Shortly after my second child was born, I realized that something must be wrong with me. My heart would start racing for no reason at all, my arms and legs would tingle, as if I had been laying on them, and I constantly questioned my memory. The more I obsessed about these symptoms, the worse they became. I finally saw a doctor.
The diagnosis I was fearing to hear, never materialized. The doctor compared my life to that of a star athlete who has trained to the point of exhaustion. It was at that point that I realized that in my pursuit to be the perfect wife/mother, I was setting goals that were causing me to become ill.
This condition didn’t magically appear overnight. My motto was “I’ve got it. I can do anything! I’m supermom.” This motto evolved from the culture surrounding me. As I observed the other mothers in my sphere of friends, I found myself secretly envying their lives. They had the perfect house and the perfect kids. I felt as if I spent every spare moment chasing a toddler and cleaning a house. I would fall into bed at midnight and wake at six in the morning. Other mothers had time to shop for themselves and pamper themselves with massages. I went six months without a hair appointment and it showed. In addition to be the perfect wife/mother, I was trying to run a business with my husband.
I was the queen of work schedules. In addition to a work schedule, I had a cleaning schedule, an after school activity schedule for my kids, even a play time schedule. We had 20 minutes we could spend at McDonald’s before we had to make out next stop. I would get so frustrated if my schedule was off by even a couple of minutes.

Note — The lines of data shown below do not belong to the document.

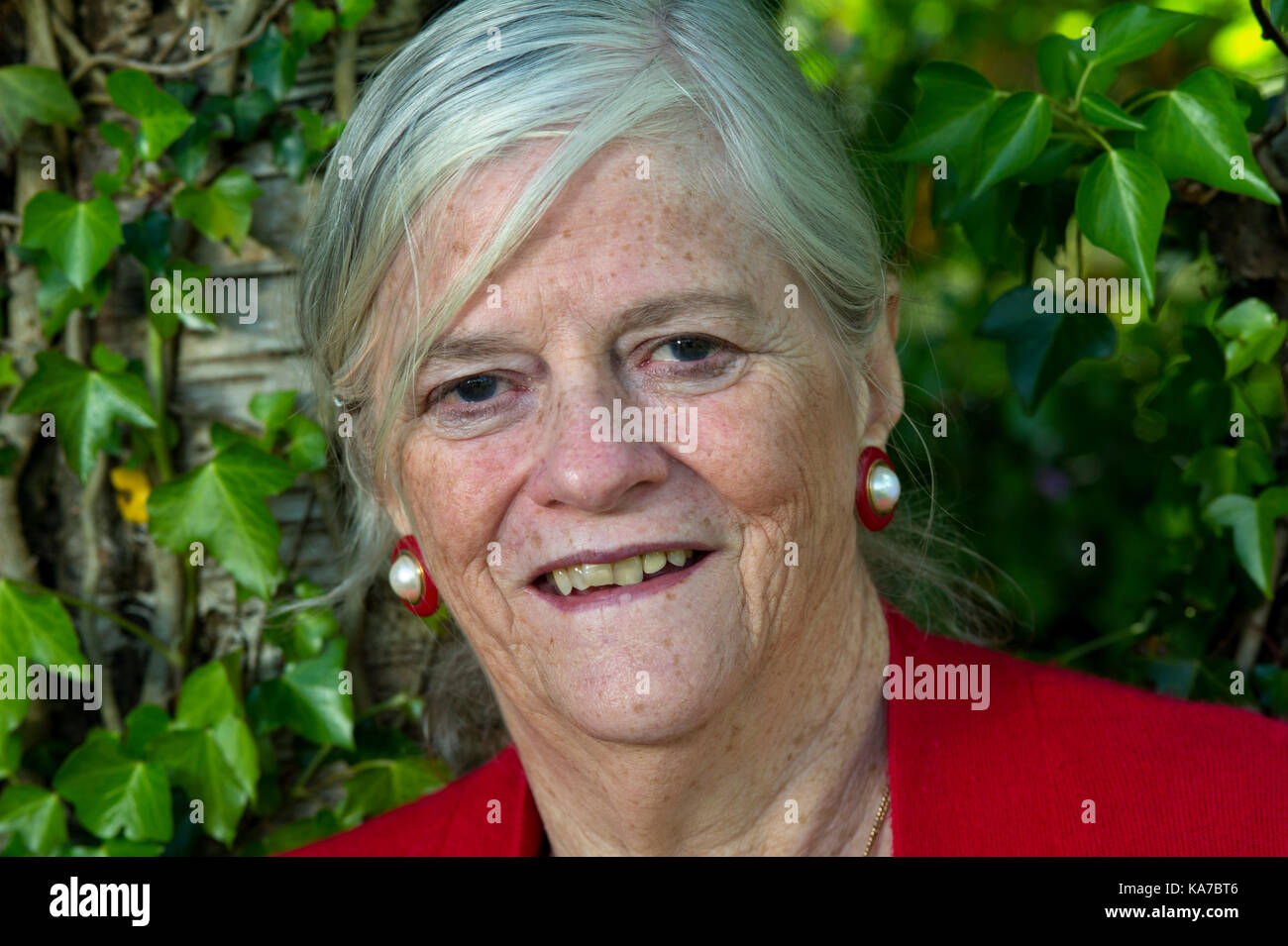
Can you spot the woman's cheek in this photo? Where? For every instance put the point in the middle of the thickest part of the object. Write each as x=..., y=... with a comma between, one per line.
x=455, y=489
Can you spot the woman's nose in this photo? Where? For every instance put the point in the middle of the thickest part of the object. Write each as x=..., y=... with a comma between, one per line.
x=585, y=464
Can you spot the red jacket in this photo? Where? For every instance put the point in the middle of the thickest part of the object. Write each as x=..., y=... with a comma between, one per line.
x=1166, y=777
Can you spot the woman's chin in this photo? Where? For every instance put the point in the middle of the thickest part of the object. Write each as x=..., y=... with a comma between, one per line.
x=645, y=706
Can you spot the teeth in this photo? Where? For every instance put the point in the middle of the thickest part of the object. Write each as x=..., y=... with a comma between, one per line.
x=595, y=576
x=625, y=572
x=629, y=571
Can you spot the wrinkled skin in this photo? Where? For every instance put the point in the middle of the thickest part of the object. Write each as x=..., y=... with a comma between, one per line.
x=763, y=679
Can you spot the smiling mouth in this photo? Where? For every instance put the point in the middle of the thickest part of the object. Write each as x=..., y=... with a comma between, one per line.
x=638, y=569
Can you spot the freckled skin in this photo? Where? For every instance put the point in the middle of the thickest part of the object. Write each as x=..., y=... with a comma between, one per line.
x=746, y=657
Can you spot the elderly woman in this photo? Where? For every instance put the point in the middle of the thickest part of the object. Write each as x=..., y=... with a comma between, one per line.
x=608, y=312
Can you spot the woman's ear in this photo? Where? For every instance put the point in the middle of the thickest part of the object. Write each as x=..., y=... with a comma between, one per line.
x=885, y=378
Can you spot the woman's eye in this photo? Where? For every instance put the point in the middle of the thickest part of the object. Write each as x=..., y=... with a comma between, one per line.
x=473, y=390
x=478, y=389
x=683, y=351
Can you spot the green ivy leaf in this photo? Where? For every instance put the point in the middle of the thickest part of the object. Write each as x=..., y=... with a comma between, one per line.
x=1126, y=33
x=271, y=408
x=309, y=24
x=1253, y=334
x=1104, y=112
x=317, y=134
x=222, y=504
x=1220, y=470
x=1121, y=203
x=1253, y=523
x=954, y=106
x=78, y=236
x=33, y=626
x=38, y=94
x=1014, y=137
x=37, y=815
x=390, y=783
x=111, y=791
x=307, y=699
x=192, y=151
x=85, y=405
x=206, y=697
x=215, y=765
x=288, y=151
x=162, y=119
x=1042, y=347
x=271, y=62
x=146, y=722
x=352, y=12
x=1197, y=132
x=11, y=745
x=223, y=209
x=149, y=240
x=56, y=297
x=8, y=376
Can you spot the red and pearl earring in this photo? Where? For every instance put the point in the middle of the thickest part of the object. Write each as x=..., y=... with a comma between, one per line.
x=410, y=578
x=879, y=489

After my doctor lectured me about relaxing, I went back and started questioning my priorities. Becoming ill would not benefit myself or my family. I realized that the perfect mothers I were observing had assistance from others. A cleaning lady that came in twice a week ensured that their homes were clean. College kids were instrumental in driving their kids to after school activities. I eschewed baby sitters while other mothers were quick to take advantage of some extra “me” time. Family members in the area, my family lived in another state, picked up the slack.
I did not vanquish my anxiety attacks overnight. It took a couple of years for me to manage the attacks. The first thing I did was to rip up the majority of my schedules. I had to force myself to deviate from my set routine. I made a hair appointment and tried not to stress over the precious hour I was sacrificing. I went for walks and learned to appreciate the beauty of nature. Exercising in general allowed me a brief respite from my worrisome existence and helped me to break the cycle of anxiety. I stopped watching and obsessing over the news. Forget about reading enlightening books, I started reading for enjoyment. I still suffer occasionally from anxiety, however, I recognize the symptoms and quickly take steps to ensure that the condition does not escalate. The most important thing I learned is I don’t have to be perfect.
As I look around me, I notice dust on the dresser and that my rug needs to be vacuumed. It’s okay. I will get around to eventually. I’m happy and relaxed. Being perfect is exhausting.